As a result, organizations are looking to cloud-native alternatives, and Apache Pulsar is increasingly the messaging technology of choice. Iterable, a marketing platform that sends large numbers of messages daily, made the jump from RabbitMQ when faced with flow control issues at high loads. Zhaopin, a popular online recruiting and career platform in China, experienced challenges with managing multiple messaging technologies using RabbitMQ. These are just two examples of organizations that have adopted Pulsar to modernize their messaging infrastructure and increase the resiliency and reliability of data at scale.
In this blog, we’ll discuss why organizations are choosing Apache Pulsar for messaging and how to leverage AMQP-on-Pulsar (AoP), a protocol handler for RabbitMQ, to enable an easy migration from RabbitMQ to Pulsar.
How Pulsar helps companies scale in the cloud
Apache Pulsar is cloud-native, enabling organizations to build scalable and reliable messaging and streaming applications in elastic cloud environments. First released to the open source community in 2016, Pulsar graduated as a top-level Apache Software Foundation project in 2018, and its adoption has skyrocketed since then. In 2021, Apache Pulsar was ranked as a top 5 ASF project.
While many think of Pulsar as a real-time data streaming solution, it was originally designed as a global messaging platform for Yahoo and can solve for use cases across both data streaming and messaging.
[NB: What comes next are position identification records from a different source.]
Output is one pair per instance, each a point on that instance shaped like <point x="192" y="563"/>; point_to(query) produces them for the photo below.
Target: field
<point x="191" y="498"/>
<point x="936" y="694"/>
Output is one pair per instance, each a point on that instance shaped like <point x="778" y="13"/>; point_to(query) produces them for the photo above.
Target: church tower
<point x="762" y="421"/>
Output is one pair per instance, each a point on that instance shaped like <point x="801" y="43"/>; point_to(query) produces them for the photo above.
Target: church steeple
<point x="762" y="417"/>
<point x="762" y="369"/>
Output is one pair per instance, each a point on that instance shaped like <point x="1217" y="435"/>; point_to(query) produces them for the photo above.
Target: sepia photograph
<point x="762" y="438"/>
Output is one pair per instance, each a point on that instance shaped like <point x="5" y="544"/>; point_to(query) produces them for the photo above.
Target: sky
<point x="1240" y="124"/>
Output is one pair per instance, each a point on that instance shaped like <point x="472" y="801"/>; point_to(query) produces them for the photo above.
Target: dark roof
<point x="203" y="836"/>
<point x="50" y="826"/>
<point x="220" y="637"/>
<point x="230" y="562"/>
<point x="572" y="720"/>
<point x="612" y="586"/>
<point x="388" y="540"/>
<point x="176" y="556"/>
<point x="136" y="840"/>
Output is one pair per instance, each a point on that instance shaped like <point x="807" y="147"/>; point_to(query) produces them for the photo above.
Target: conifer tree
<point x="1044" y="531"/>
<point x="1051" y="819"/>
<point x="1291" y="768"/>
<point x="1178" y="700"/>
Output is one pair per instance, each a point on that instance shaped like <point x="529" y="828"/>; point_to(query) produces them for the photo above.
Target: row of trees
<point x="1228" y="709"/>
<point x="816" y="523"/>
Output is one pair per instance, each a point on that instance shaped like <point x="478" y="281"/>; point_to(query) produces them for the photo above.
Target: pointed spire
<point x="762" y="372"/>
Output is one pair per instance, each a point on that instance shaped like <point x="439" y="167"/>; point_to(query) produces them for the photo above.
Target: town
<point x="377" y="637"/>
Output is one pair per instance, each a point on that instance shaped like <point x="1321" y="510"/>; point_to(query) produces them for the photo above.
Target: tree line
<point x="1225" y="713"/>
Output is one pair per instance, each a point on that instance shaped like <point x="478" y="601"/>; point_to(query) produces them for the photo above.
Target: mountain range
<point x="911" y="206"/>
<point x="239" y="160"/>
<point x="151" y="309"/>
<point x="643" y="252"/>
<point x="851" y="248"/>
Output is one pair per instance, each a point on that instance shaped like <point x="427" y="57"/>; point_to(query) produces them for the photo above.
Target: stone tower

Pulsar is being increasingly adopted by organizations looking to solve scalability and reliability issues for asynchronous messaging and complex message queues. Let’s take a look at the key attributes driving Pulsar adoption:
Simplified operations with multi-tenancy - Pulsar’s built-in multi-tenant architecture enables organizations to securely deploy applications in a shared environment.
Elastic scalability - Pulsar’s decoupled storage and compute provides the ability to add new brokers and bookies independently, enabling seamless scalability.
Resiliency with geo-replication - Pulsar supports both asynchronous and synchronous geo-replication strategies across multiple data centers out of the box.
Cost-effective data retention - Pulsar’s tiered storage feature allows historical data to be offloaded to cloud-native storage and retain event streams for an indefinite period of time.
Next, we’ll look at a tool helping organizations make the move from RabbitMQ to Pulsar.
Introducing AoP: A turnkey protocol handler for RabbitMQ
Replacing any component of your software stack can be difficult, especially when it requires the migration of one or more applications that are integral to your business. For organizations looking to migrate from RabbitMQ to Pulsar, AMQP-on-Pulsar (AoP) is a protocol handler that helps make the transition easier.
AoP enables existing applications to communicate directly with Apache Pulsar using the same RabbitMQ client library: no API changes, and no changes to your existing code base. Just add the AoP protocol handler to your existing Pulsar cluster and you can run your existing application code “as is” with a few minor configuration changes. This will allow you to easily leverage Pulsar’s powerful features, such as tiered storage and infinite event stream retention.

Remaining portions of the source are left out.